The Chicago Transit Board today approved the issuance of revenue bonds to fund $250 million in capital improvement projects. The Chicago Transit Authority's five-year Capital Improvement Program has identified $5 billion worth of projects necessary to reach and maintain a state of good repair. The issuance of revenue bonds will bring the amount of secured funding of the program to $3 billion with $2 billion worth of projects still unfunded.

The Board's approval means the CTA will issue up to $250 million in tax-exempt Capital Grant Receipts Revenue Bonds backed by the pledge of Federal Transit Administration Section 5307 Funds. Section 5307 Funds are made available on a yearly basis to urbanized areas to finance capital and planning assistance for mass transportation.

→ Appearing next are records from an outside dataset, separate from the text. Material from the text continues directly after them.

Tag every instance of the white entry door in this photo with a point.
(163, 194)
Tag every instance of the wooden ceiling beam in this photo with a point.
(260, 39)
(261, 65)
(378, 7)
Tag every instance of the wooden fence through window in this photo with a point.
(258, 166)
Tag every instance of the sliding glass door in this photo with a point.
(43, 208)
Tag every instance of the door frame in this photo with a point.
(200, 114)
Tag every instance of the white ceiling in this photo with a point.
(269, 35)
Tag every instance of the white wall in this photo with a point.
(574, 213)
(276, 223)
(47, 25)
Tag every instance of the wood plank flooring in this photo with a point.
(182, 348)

With insurance, the bond issuance is expected to be rated AAA.

"This bond issue will help CTA increase and accelerate our capital investment in the neighborhoods and communities we serve," said Chicago Transit Board Chairman Carole Brown. "Thanks to the strong, bipartisan support of Illinois' congressional delegation, CTA's capital investment program is improving the quality and safety of our service while also reducing operating costs with more efficient infrastructure and equipment."

?CTA has created an ambitious and worthwhile capital investment program and is moving forward on bringing these projects to fruition," said CTA President Frank Kruesi. ?The magnitude of this program and our ability to advance capital projects demonstrates the commitment we have to rebuilding and improving the infrastructure for our customers."

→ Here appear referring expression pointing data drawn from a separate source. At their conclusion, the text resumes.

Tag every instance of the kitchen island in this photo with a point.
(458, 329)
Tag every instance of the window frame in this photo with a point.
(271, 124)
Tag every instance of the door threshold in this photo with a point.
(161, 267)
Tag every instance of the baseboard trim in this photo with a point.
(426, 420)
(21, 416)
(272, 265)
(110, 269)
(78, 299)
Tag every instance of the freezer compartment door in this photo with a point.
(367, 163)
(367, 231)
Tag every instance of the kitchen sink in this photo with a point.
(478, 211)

Issuing longer-term debt for these projects is similar to using a mortgage to pay for a long-term capital project up-front and paying off the debt over time.

CTA's financial advisors for the revenue bond issuance are First Albany Capital, A.C. Advisory and Scott Balice Strategies. The bonds will be paid back with funds expected from receipt of FTA Section 5307 Funds over the next 10 years. The annual apportionment of Section 5307 Funds to the region has grown consistently including the amount received by the CTA.

The Board authorized the new debt as part of CTA's 2004 Budget Ordinance approved on November 10, 2003 and the RTA Board authorized the debt as part of RTA's 2004 Budget Ordinance approved on December 12, 2003.

The Five-Year Capital Improvement Program invests a majority of its construction projects to neighborhoods. Of those projects designated as either downtown or neighborhood investments, 86 percent are earmarked for neighborhoods.

The new bond issuance will not be the first venture into the market for the CTA. On March 5, 2003, the Chicago Transit Board authorized the CTA to leverage CTA's Full Funding Grant Agreement with FTA to accelerate funding for reconstruction of the Cermak (Douglas) branch of the Blue Line. In addition, tax-exempt building revenue bonds, issued by the Public Buildings Commission are helping to finance the CTA's new headquarters currently under construction. This capital investment will save the CTA an average of $7.7 million in annual operating expenses.